L’intervento dell’altra sera segna, in modo inequivocabile, la fine di ogni livello di democrazia nella città, l’annullamento del ruolo degli organismi di rappresentanza, come il consiglio comunale. Non sfugge a nessuno che mentre si coinvolge un grande nome dell’architettura internazionale – stia tranquillo il sindaco Festa: la qualità dell’opera di Massimiliano Fuksas è a noi ben nota, come i problemi che numerosi suoi progetti hanno riscontrato in fase di realizzazione – l’amministrazione comunale ha definito una inedita prassi per andare alla revisione del Puc, spacchettandolo in cinque parti e così contraddicendo l’elementare principio dell’unitarietà della visione urbanistica.
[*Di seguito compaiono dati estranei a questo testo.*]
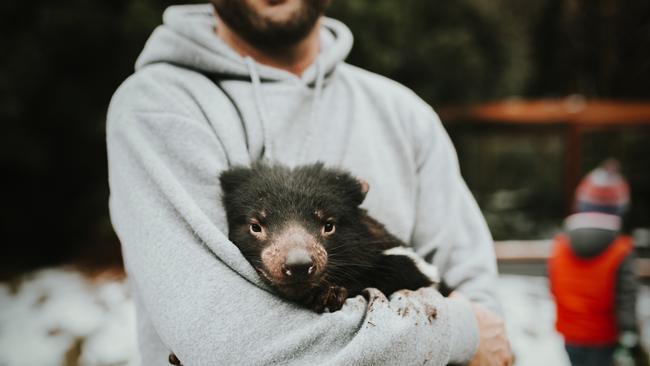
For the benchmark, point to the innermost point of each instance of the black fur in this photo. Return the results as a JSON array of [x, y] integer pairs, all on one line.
[[355, 258]]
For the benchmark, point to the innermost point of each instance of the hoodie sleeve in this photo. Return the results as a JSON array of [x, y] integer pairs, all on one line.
[[450, 228], [199, 295]]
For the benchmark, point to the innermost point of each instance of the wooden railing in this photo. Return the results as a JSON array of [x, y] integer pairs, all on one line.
[[538, 252]]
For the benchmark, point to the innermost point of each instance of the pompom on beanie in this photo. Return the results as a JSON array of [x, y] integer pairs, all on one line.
[[603, 190]]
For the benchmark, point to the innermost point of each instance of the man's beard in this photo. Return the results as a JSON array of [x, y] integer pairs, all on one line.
[[267, 34]]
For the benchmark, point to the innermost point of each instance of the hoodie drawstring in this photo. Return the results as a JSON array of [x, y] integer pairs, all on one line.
[[260, 106]]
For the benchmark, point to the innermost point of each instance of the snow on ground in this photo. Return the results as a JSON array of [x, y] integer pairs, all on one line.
[[59, 317]]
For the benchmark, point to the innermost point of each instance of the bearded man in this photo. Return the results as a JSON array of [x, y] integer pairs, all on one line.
[[241, 80]]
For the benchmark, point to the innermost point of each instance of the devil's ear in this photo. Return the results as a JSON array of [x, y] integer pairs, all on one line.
[[363, 189], [232, 178]]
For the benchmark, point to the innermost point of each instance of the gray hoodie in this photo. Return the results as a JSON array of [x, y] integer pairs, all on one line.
[[194, 108]]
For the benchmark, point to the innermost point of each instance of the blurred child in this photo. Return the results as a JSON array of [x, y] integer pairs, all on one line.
[[591, 273]]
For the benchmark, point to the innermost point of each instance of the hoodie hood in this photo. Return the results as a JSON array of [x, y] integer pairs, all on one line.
[[590, 233], [187, 38]]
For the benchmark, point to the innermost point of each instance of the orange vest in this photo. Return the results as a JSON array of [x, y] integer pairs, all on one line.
[[584, 291]]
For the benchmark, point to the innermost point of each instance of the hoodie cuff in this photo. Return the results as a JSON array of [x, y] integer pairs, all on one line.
[[464, 331]]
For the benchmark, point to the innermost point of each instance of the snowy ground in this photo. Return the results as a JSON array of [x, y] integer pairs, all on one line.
[[58, 317]]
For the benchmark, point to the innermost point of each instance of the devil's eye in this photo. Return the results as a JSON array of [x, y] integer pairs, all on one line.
[[328, 227], [256, 228]]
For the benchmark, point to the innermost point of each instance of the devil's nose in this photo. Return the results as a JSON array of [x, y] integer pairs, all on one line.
[[298, 264]]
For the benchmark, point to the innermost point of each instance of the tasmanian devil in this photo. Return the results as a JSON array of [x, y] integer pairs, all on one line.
[[303, 231]]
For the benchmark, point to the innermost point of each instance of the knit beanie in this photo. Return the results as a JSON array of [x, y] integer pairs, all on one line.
[[603, 190]]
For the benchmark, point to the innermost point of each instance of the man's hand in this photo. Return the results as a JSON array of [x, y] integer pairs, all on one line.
[[494, 347]]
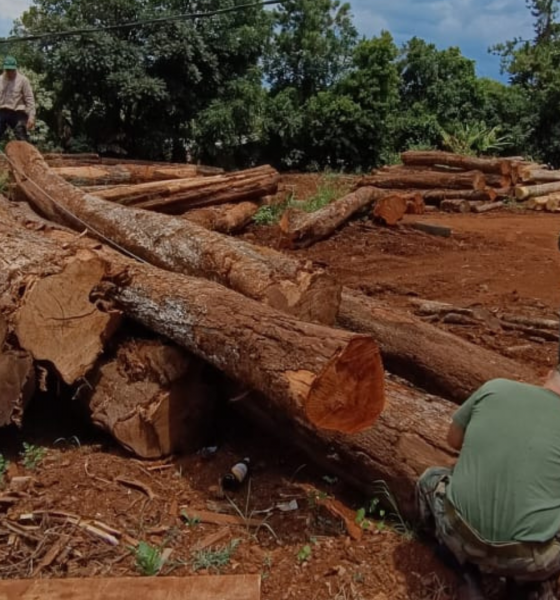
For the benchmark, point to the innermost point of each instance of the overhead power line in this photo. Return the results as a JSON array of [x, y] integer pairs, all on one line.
[[132, 24]]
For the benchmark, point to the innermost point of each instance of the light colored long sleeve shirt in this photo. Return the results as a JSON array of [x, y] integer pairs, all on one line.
[[16, 94]]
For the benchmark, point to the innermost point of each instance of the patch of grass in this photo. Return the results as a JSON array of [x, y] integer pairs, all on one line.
[[391, 517], [32, 456], [149, 560], [4, 465], [214, 560], [193, 521], [270, 214], [330, 188]]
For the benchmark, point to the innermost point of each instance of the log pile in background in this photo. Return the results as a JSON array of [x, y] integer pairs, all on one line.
[[458, 183], [320, 387]]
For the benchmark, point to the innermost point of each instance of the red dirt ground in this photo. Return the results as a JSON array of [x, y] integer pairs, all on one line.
[[505, 261]]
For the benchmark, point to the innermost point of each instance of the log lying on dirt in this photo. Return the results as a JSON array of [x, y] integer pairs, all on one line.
[[538, 175], [407, 179], [301, 229], [227, 218], [486, 207], [408, 437], [325, 378], [431, 358], [459, 205], [179, 195], [178, 245], [17, 377], [431, 158], [391, 208], [56, 322], [123, 173], [152, 398], [435, 197]]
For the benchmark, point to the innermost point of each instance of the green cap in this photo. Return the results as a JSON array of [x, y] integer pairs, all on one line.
[[10, 64]]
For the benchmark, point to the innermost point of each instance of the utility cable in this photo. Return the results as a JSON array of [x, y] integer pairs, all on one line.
[[69, 213], [132, 24]]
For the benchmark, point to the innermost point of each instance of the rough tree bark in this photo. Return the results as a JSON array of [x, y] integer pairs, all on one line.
[[406, 179], [435, 197], [227, 218], [430, 158], [152, 397], [432, 358], [178, 245], [408, 438], [301, 229], [323, 377], [177, 196]]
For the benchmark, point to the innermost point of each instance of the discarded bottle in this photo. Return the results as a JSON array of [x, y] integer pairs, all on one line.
[[237, 475]]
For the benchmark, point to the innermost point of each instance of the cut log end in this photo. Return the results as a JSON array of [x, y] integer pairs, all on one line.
[[348, 396]]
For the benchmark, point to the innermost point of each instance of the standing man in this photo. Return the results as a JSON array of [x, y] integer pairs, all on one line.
[[17, 103], [498, 509]]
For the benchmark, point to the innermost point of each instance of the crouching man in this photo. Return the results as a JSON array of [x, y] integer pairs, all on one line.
[[498, 510], [17, 102]]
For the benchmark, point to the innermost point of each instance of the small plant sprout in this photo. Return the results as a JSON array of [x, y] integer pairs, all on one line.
[[304, 554], [214, 560], [193, 521], [32, 456], [149, 559]]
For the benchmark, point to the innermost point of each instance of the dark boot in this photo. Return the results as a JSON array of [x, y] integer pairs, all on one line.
[[471, 586]]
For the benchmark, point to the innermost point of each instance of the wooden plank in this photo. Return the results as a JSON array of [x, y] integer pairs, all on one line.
[[226, 587]]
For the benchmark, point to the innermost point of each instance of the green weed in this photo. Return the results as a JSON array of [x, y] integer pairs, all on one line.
[[149, 560], [193, 521], [32, 456], [304, 554], [214, 560], [4, 465]]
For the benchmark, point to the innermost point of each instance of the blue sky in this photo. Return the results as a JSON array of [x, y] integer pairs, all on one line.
[[473, 25]]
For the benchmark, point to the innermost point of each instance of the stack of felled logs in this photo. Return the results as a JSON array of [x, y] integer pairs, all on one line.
[[156, 318], [224, 202], [451, 182]]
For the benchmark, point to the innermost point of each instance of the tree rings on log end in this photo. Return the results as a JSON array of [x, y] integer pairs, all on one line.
[[349, 394]]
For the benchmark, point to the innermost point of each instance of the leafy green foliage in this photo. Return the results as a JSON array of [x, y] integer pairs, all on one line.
[[214, 560], [32, 456], [475, 138], [149, 560]]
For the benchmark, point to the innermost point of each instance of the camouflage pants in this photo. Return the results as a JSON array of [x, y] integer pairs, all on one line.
[[522, 561]]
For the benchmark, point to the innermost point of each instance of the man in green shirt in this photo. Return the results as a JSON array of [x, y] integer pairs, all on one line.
[[499, 507]]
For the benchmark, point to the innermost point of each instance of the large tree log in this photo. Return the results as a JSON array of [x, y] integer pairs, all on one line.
[[152, 397], [226, 218], [179, 195], [430, 158], [406, 179], [432, 358], [522, 192], [456, 205], [123, 173], [322, 377], [17, 378], [435, 197], [408, 438], [301, 229], [178, 245]]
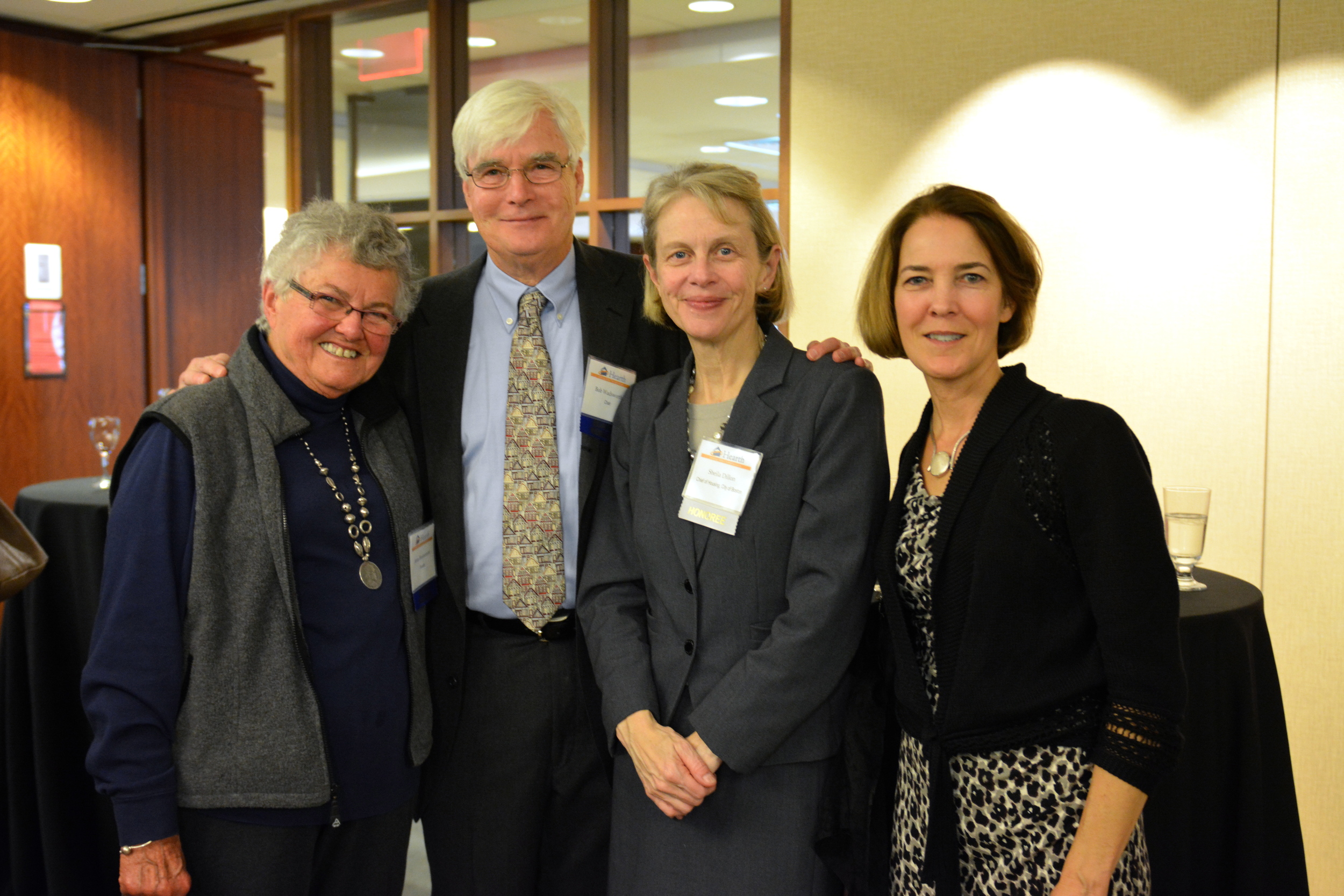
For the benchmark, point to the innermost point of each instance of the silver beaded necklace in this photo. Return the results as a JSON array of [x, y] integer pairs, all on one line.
[[359, 527]]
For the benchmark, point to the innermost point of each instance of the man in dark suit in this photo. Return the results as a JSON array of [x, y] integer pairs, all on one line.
[[517, 792]]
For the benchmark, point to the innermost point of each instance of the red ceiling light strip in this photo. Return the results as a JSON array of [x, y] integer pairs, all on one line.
[[404, 54]]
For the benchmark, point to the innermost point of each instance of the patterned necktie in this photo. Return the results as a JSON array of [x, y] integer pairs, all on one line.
[[534, 554]]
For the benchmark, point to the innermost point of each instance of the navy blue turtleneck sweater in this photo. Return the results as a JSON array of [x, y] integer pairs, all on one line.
[[133, 680]]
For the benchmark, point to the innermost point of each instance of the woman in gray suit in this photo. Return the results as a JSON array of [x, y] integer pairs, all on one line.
[[721, 623]]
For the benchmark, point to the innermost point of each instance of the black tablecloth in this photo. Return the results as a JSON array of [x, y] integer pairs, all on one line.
[[61, 835], [1225, 821]]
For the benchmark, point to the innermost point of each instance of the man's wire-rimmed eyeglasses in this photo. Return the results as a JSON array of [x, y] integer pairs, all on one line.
[[337, 310], [537, 173]]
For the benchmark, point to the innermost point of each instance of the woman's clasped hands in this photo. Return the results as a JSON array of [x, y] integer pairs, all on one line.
[[676, 773]]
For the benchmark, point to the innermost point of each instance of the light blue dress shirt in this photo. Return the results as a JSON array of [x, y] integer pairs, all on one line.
[[484, 399]]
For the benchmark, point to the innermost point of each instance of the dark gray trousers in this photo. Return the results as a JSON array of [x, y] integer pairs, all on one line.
[[363, 857], [523, 806], [753, 836]]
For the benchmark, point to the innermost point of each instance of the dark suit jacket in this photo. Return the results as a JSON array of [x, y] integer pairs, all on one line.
[[426, 366], [759, 628]]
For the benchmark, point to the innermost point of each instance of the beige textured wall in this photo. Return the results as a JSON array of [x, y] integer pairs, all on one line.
[[1136, 141], [1304, 520]]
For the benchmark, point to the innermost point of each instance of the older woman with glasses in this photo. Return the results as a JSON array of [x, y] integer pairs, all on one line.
[[256, 680]]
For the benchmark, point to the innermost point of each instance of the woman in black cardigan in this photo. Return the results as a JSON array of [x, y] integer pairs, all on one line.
[[1031, 602]]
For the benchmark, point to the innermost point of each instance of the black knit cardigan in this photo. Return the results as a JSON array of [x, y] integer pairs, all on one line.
[[1054, 599]]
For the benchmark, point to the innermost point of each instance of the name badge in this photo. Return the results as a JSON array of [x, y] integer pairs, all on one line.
[[718, 486], [604, 388], [424, 572]]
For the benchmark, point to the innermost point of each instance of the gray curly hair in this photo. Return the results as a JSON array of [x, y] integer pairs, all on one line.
[[367, 237]]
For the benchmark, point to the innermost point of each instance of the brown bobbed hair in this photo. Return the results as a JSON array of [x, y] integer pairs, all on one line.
[[1011, 250], [717, 184]]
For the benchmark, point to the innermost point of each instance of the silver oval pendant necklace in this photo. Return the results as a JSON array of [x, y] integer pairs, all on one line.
[[942, 461], [358, 527]]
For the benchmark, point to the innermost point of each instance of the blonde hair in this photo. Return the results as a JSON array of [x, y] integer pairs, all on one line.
[[717, 184], [501, 113], [1011, 249]]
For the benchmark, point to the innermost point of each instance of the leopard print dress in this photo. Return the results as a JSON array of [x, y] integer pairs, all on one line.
[[1017, 809]]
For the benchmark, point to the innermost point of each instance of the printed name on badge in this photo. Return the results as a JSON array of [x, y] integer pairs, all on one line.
[[719, 484], [423, 567], [604, 388]]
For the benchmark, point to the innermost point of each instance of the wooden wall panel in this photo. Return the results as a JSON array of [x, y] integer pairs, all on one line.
[[69, 175], [203, 210]]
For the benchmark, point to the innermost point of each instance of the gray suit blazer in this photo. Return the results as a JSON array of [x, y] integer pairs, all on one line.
[[759, 628]]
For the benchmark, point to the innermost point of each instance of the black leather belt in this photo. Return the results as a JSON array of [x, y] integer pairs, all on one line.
[[558, 629]]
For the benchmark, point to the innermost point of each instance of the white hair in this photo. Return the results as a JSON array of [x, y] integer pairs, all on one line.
[[366, 235], [501, 113]]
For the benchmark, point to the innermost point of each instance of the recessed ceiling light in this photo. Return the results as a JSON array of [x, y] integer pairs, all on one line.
[[741, 101]]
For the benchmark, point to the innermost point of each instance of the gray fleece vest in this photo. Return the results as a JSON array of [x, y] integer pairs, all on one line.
[[249, 731]]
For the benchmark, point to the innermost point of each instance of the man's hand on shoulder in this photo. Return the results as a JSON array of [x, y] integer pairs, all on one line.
[[155, 870], [839, 353], [202, 370]]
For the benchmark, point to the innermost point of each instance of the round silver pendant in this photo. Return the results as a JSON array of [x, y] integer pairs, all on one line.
[[370, 574]]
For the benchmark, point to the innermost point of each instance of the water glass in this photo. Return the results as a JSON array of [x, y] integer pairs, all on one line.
[[104, 432], [1186, 515]]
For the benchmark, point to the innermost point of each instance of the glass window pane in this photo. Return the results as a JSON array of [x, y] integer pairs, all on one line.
[[705, 85], [539, 41], [269, 54], [418, 237], [381, 106]]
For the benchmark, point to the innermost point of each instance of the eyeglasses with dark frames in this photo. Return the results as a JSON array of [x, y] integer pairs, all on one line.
[[537, 173], [335, 310]]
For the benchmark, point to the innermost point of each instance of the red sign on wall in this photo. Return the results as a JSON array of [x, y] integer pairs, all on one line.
[[44, 339]]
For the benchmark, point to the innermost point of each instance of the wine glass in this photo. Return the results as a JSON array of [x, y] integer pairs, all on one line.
[[104, 432], [1186, 515]]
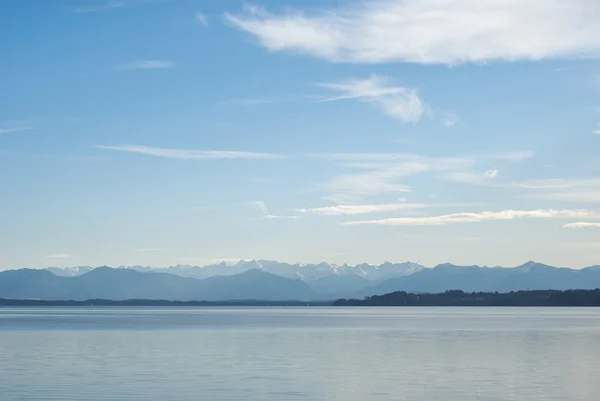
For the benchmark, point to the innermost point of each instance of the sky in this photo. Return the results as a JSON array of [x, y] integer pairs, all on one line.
[[165, 132]]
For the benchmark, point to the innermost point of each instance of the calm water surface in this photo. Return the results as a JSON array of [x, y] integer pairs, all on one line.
[[345, 354]]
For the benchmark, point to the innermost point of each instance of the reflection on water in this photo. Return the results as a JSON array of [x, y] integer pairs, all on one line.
[[345, 354]]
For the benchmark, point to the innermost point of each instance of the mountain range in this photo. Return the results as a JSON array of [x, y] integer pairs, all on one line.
[[267, 280]]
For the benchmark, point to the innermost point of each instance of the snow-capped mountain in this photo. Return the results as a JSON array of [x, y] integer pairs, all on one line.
[[305, 272]]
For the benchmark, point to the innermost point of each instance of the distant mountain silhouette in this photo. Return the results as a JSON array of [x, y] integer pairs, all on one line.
[[305, 272], [529, 276], [120, 284], [317, 282], [254, 284]]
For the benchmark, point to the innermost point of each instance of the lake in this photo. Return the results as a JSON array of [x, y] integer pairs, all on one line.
[[345, 354]]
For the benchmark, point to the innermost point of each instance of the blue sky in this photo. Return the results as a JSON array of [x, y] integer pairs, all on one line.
[[164, 132]]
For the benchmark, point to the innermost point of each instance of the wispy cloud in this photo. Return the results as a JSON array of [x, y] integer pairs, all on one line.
[[15, 129], [190, 154], [581, 224], [275, 217], [559, 189], [106, 6], [431, 32], [260, 205], [396, 101], [255, 101], [97, 6], [475, 178], [201, 18], [478, 217], [377, 173], [58, 256], [340, 210], [558, 183], [148, 65]]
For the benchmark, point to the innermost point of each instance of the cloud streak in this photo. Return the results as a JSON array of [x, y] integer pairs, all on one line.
[[341, 210], [58, 256], [190, 154], [396, 101], [477, 217], [431, 31], [377, 173], [581, 224], [147, 65], [16, 129], [260, 205]]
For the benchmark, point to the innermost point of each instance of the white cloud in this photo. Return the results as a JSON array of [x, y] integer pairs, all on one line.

Chi ha suggerito il nome di Fuksas ha dimenticato di raccomandare il rispetto di questo elemento o stiamo assistendo a un fuoco d’artificio i cui fumogeni dovranno oscurare altre e ben più prosaiche pratiche spartitorie? Costituirebbe una prova di dignità se tutti i consiglieri di opposizione ma anche di maggioranza ne prendessero atto, e dessero un segnale inequivocabile, forte e chiaro, per uscire dallo stato di marginalità in cui sono ridotti e per dare un alt alla demagogia imperante che sta spingendo la città verso un baratro.

L’antica Dogana di Avellino nel suo splendore

Sarebbe opportuno pure che venisse ribadito come il compito a cui è chiamato Massimiliano Fuksas non va a collocarsi in un deserto, da riempire con una strabiliante invenzione, ma in un luogo carico di storia, di vita, di simboli, di tracce palpitanti, anche se degradate: un ambiente urbano nella quale la traccia della mano di Cosimo Fanzago, la vera grande archistar, è ancora vivo. Se Fuksas saprà accettare la sfida, a partire dal restauro del monumento, a cui va ridato l’integrale antico splendore, e in un dialogo permanente con chi vive e opera in quel luogo anche per stabilire il destino e la funzione del corpo retrostante, nel rispetto rigoroso delle previsioni urbanistiche, allora l’integrazione tra storia e modernità potrà considerarsi una sfida possibile. In caso contrario si potrebbe preannunciare, per la città, un salasso economico per un’opera che distruggerebbe in modo definitivo quel luogo. La questione della democrazia torna allora ad essere la questione centrale. Mai come oggi è necessario un alto livello di vigilanza e di partecipazione, contro populismi accattoni e per impedire che il degrado democratico e civile della città diventi irreversibile.